The trade union leader who was shot in the back with a rubber bullet at close range by police in Swaziland /eSwatini during what was until then a peaceful strike has told how he put his hands up and pleaded at the officer not to shoot.
Dumisani Nkuna, Secretary General of the Manzini Branch of the National Public Service and Allied Workers Union (NAPSAWU), was a marshal at a march in Manzini, the kingdom’s main commercial city, on Wednesday (2 October 2019).
About 8,000 people marched through the city as part of a public servants’ strike for an increase in cost-of-living salary payments.
Nkuna told the Times of eSwatini (formerly Times of Swaziland), the only independent daily newspaper in the kingdom ruled by absolute monarch King Mswati III, ‘I raised my hands and shouted; “Please do not shoot. I am a marshal”’.
From his hospital bed he told the newspaper he had been working with police to control the march which had begun to get unruly. He ran away with other demonstrators when police fired teargas. Armed police followed them.
He said after he raised his hands the police were very close to him. ‘He saw one of them aiming to shoot towards him, and he decided to take it to his heels,” the Times reported.
It quoted him saying, ‘It was then that they shot me in the back. I fell down the slight slope and crawled towards the main road near Mzimnene River where I was assisted to get into a car and was rushed to hospital.’
‘I thank God for making a quick decision to run again because if I had delayed for a few minutes, maybe the rubber bullets would have pierced through my stomach and I do not know what would have happened,’ he said.
He was taken to Raleigh Fitkin Memorial (RFM) Hospital where two pieces of the rubber bullets were removed. It had previously been reported by media in Swaziland that he was shot with a live bullet.
The Times also interviewed Fikile Nhlabatsi, who was not part of the protest and works for an insurance company, who said she was shot four times at close range. She was hit by two rubber bullets in the right hand and two of her fingers were fractured.
She was returning to her place of work when she saw people running and a police armoured vehicle. When she heard live gunshots she hid in a hedge.
She said she was ‘gripped by fear’ and lay face down and covered her face with her hands.
‘I heard two shots hitting the hedge right next to me and thereafter two rubber bullets hit my right hand,’ she said. When the firing died down she was taken to a local health centre and then to RFM where she was admitted.
Another victim of the police rubber bullets was Swaziland National Association of Teachers (SNAT) member Londiwe Mdlovu who was shot with a rubber bullet in her left arm.
She told the Times she was running away with two other marchers from the police when they fired rubber bullets and tear gas canisters at them. They escaped and were walking to a KFC fast-food restaurant when a group of armed police officers alighted from a speeding armoured vehicle and fired rubber bullets at them. The officers then jumped back into the vehicle which drove off, she said.
They were treated by the Baphalali Eswatini Red Cross Society, who cleaned their wounds and bandaged them.
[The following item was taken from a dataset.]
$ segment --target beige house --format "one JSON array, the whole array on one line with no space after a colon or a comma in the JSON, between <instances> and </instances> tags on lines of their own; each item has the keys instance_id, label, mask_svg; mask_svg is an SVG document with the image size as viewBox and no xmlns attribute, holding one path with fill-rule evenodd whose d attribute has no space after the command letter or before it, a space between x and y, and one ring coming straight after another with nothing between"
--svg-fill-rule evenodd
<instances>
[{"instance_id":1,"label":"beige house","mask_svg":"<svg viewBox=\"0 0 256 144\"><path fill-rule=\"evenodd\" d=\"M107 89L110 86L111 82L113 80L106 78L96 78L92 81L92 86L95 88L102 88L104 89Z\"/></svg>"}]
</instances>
Later, in a statement posted on Facebook, the Trade Union Congress of Swaziland (TUCOSWA) condemned the ‘barbaric action that is continuously done by the “trigger happy” police, in shooting unarmed citizens of the country’.
It added, ‘We promise that we shall take up this matter with the relevant bodies locally and internationally if need be, since it has become a chronic disease in the country.’
The Swaziland Solidarity Network, a group banned in Swaziland because of its prodemocracy activities, said in a statement posted on Facebook, ‘The brutalisation of these innocent workers is an example of the way all pro-democracy activists are treated in Swaziland by King Mswati whenever they organise peaceful activities to protest against his illegitimate regime.’
It added, ‘While we condemn the actions of the Swazi dictatorship, we also extend an accusing finger to the Southern African Development Community (SADC) which even today continues to pretend as if Swaziland is another democratic state.’